Die Luftfahrt sei weltweit immer noch «sehr stark» von der Corona-Pandemie betroffen. Nach Einschätzung von Expertinnen und Experten der Aviatikbranche werde sich der Markt nicht wie zunächst prognostiziert 2023/2024, sondern erst im Jahr 2024 oder sogar 2025 an das Vor-Corona-Niveau annähern. Zudem sei mit einer Veränderung im Reiseverhalten zu rechnen.
«Es zeichnet sich eine strukturelle Veränderung des Marktes ab, der sich Lantal anpassen muss.»
Besonders bei den Geschäftsreisen müsse davon ausgegangen werden, dass auch nach einer Erholung nur noch ungefähr 85 bis 90 Prozent des früheren Niveaus erreicht würden. Unternehmen dürften auch künftig anstelle von Geschäftsreisen von digitalen Lösungen profitieren. Das Unternehmen schreibt klipp und klar: «Es zeichnet sich eine strukturelle Veränderung des Marktes ab, der sich Lantal anpassen muss.»

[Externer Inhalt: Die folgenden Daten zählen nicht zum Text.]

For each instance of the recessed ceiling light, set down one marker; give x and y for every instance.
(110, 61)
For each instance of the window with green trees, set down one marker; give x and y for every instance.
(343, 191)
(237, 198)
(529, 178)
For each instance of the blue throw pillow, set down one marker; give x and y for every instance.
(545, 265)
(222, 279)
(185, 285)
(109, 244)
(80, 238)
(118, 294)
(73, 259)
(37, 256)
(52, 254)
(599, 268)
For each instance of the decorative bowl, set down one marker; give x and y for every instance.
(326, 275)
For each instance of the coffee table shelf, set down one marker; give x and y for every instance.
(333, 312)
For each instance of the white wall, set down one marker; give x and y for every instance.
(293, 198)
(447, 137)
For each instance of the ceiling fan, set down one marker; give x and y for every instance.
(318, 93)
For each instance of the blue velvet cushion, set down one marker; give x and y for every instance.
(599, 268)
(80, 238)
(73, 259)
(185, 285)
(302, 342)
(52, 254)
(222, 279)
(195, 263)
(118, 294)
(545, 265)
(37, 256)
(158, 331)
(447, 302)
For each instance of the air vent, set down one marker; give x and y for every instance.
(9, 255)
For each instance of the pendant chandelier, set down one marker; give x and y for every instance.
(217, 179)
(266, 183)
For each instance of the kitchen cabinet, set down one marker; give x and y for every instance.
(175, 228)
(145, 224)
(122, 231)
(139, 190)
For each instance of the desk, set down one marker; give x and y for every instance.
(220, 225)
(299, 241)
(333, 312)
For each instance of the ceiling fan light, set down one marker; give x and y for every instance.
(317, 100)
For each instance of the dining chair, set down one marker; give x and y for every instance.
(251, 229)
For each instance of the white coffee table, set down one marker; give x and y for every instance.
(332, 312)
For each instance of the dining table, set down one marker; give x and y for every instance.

Zwar zeige der Kurzstreckenbereich in Europa in den aktuellen Sommermonaten eine gewisse Erholung, doch das für Lantal wichtige Segment der Langstreckenflüge sei nahezu inexistent.
Der Bodenverkehr
Im Gegensatz dazu zeige sich der internationale Bodenverkehr mit Bus, Bahn und Tram «erfreulicherweise als weit resistenter und stabiler». Lantal geht davon aus, dass dies auch mittel- und langfristig der Fall sein wird. Das Textilunternehmen will deshalb diesen Bereich weltweit ausbauen.

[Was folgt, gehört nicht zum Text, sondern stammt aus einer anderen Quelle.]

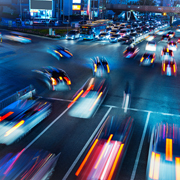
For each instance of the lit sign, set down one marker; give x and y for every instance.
(76, 1)
(41, 4)
(76, 7)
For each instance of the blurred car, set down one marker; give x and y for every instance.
(20, 117)
(166, 53)
(127, 39)
(169, 67)
(165, 37)
(28, 164)
(163, 157)
(151, 46)
(27, 22)
(89, 97)
(17, 38)
(172, 45)
(171, 34)
(107, 151)
(100, 67)
(103, 36)
(148, 59)
(131, 51)
(59, 52)
(73, 34)
(114, 38)
(161, 32)
(56, 79)
(114, 31)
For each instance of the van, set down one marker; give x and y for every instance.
(125, 32)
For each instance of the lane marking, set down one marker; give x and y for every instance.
(111, 106)
(56, 99)
(86, 145)
(140, 148)
(37, 137)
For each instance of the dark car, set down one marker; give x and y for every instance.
(89, 97)
(127, 39)
(164, 157)
(169, 67)
(131, 52)
(166, 53)
(56, 79)
(165, 38)
(114, 38)
(73, 34)
(59, 52)
(100, 67)
(148, 59)
(107, 151)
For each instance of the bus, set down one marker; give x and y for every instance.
(91, 31)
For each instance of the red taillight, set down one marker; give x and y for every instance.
(67, 80)
(54, 82)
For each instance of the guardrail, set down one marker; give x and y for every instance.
(25, 93)
(141, 38)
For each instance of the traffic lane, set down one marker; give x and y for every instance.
(129, 159)
(154, 119)
(68, 136)
(58, 107)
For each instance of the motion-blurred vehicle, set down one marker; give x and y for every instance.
(131, 52)
(148, 59)
(100, 67)
(114, 38)
(108, 29)
(103, 36)
(27, 22)
(127, 39)
(28, 164)
(172, 45)
(169, 67)
(125, 32)
(17, 38)
(166, 53)
(151, 46)
(161, 32)
(107, 151)
(171, 34)
(165, 38)
(114, 31)
(55, 79)
(163, 157)
(89, 97)
(73, 34)
(59, 52)
(20, 117)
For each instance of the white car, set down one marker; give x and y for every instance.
(151, 46)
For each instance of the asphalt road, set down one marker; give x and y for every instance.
(155, 98)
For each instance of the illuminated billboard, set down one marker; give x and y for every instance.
(77, 1)
(41, 4)
(77, 7)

Die weiteren Bereiche hätten sich leicht erholt. So die Abteilung Einrichtung/Dekoration, die bei Lantal Portugal bearbeitet wird, und der Militärbereich der Tochtergesellschaft in den USA. «Diese Märkte können jedoch den Umsatzeinbruch im Luftverkehr nicht kompensieren», hält das Unternehmen fest. Weltweit sind derzeit rund 570 Mitarbeitende bei Lantal beschäftigt.
Die Kurzarbeit
Das Instrument der Kurzarbeit sei in dieser Zeit von grosser Bedeutung, schreibt die Lantal Textiles AG. Es habe dem Unternehmen ermöglicht, trotz der massiven Umsatzeinbussen viele Arbeitsstellen und qualifiziertes Personal zu halten. Auf die Kurzarbeit aufgrund von Corona könne man allerdings nur noch bis im Februar 2022 zurückgreifen. Dieser Zeitraum werde nicht ausreichen, um die Krise zu bewältigen.
«Bis sich die Luftfahrt von diesem massiven Schock erholt hat, müssen wir den Fortbestand des Unternehmens sicherstellen. Deshalb ist leider eine weitere Restrukturierung unumgänglich», bedauert Urs Rickenbacher den Entscheid in der Mitteilung.
Bis im August 2020 waren es noch über 250 Angestellte im Oberaargau.
Aktuell beschäftigt das Textilunternehmen am Hauptsitz in Langenthal und Melchnau 185 Mitarbeiterinnen und Mitarbeiter. Mit wenigen Ausnahmen sind diese gemäss Communiqué im Aviatik-Geschäft tätig. Bis im August 2020 waren es noch über 250 Angestellte im Oberaargau.
Nun folgt bereits der nächste herbe Schlag für das 1886 gegründete Traditionsunternehmen.